After retiring early this century I began writing in earnest.
on April 02, 2012 :
An interesting concept, intelligently told and fun to read.
(reviewed 21 days after purchase)
on Sep. 23, 2011 :
An interesting read, well presented. Imaginative concepts are woven very smoothly into the narrative.
(reviewed 62 days after purchase)
on Feb. 12, 2011 :
This is a book of ideas. It's an intelligent, well-written sci-fi thriller told by a likeable first person narrator. The story - involving body-swapping holidays, mining for fuel ore, far-flung colonies, kidnapping - is engagingly told and, like the best sci-fi, it shows us a future that shines a light on our present; the characters struggle with questions of identity and memory while seeking to escape from the terrible drudgery of the daily toil. And, of course, there is always the hope of finding redemption through love. The world it is set in is confidently and convincingly portrayed; the technical details made me feel as if the author must have travelled to the future and worked in a job very much like the narrator's to be able to tell us so much about it. I found this book through a recommendation on the kindle forums and I'm glad I did. I enjoyed it and I look forward to reading more of this author's work.

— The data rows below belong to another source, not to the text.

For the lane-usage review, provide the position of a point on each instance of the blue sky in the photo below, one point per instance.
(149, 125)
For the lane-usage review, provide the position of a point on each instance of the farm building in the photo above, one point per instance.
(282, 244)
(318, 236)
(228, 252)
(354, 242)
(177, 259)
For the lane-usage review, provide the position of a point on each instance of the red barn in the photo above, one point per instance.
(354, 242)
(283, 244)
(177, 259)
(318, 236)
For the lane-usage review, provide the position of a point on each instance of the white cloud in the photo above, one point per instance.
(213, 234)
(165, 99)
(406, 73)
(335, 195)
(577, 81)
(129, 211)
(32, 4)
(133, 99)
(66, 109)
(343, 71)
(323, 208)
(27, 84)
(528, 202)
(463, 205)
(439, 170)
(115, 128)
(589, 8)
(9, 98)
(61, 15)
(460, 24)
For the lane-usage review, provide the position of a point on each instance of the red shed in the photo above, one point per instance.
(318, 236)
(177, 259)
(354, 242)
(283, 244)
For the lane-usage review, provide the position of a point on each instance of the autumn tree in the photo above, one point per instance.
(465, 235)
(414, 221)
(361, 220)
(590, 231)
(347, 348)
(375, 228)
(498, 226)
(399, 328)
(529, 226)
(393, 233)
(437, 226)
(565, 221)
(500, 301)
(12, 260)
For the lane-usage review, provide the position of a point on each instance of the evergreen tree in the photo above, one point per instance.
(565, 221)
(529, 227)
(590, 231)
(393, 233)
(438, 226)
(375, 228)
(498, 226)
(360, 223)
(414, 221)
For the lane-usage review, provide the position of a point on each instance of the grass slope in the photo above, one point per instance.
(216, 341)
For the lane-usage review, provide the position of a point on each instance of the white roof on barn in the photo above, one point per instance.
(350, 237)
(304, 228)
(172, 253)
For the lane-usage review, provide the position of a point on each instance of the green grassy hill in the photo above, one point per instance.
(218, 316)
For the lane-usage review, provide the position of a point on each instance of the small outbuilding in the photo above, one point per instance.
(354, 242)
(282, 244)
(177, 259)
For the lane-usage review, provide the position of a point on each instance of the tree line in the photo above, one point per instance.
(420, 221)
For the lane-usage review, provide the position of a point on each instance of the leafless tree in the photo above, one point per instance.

(reviewed 11 months after purchase)
on Sep. 04, 2010 :
At a time when some publishers seem to think that SciFi does not sell books, this one will probably prove them wrong.
Many of these books only reflect the worst of us; blind anger, fear, suspicion and ultimately violence. But Passengers to Sentience is an intelligent read, and a different take on what can happen when mankind comes in contact with a newly discovered species.
I also like that Peter Salisbury weaves into the story some very nice technological advances. I work in a tech support department at a software company, and would definately like to have some of the tools written into the plot. God, please grant me one thing... the fingertip mouse.
I give this work five stars out of five for originality, and for fulfilling my dream of space colonization...at least in a literary way.
(reviewed the day of purchase)
on March 18, 2010 :
After catching up on some classics, I tried Passengers to Sentience for a change. It was hard to put it down. The technology is woven into the narrative without intruding on the story, amazing as it is, so you can concentrate on what is going on and how it will all end.
Intriguing to think that we who grew up before the age of mobile phones and the Internet, and knew people who were alive when the Wright brothers flew, will be one of few generations that can still more or less identify with 19th century novels and yet accept this tale as possible.
For better or worse, human nature does not change much in spite of a little selection and a trip across the galaxy. The clever details provide plenty of food for thought afterwards, and it will be well worth a second read. Or a sequel? I am looking forward to the next adventure with Ben and Lori.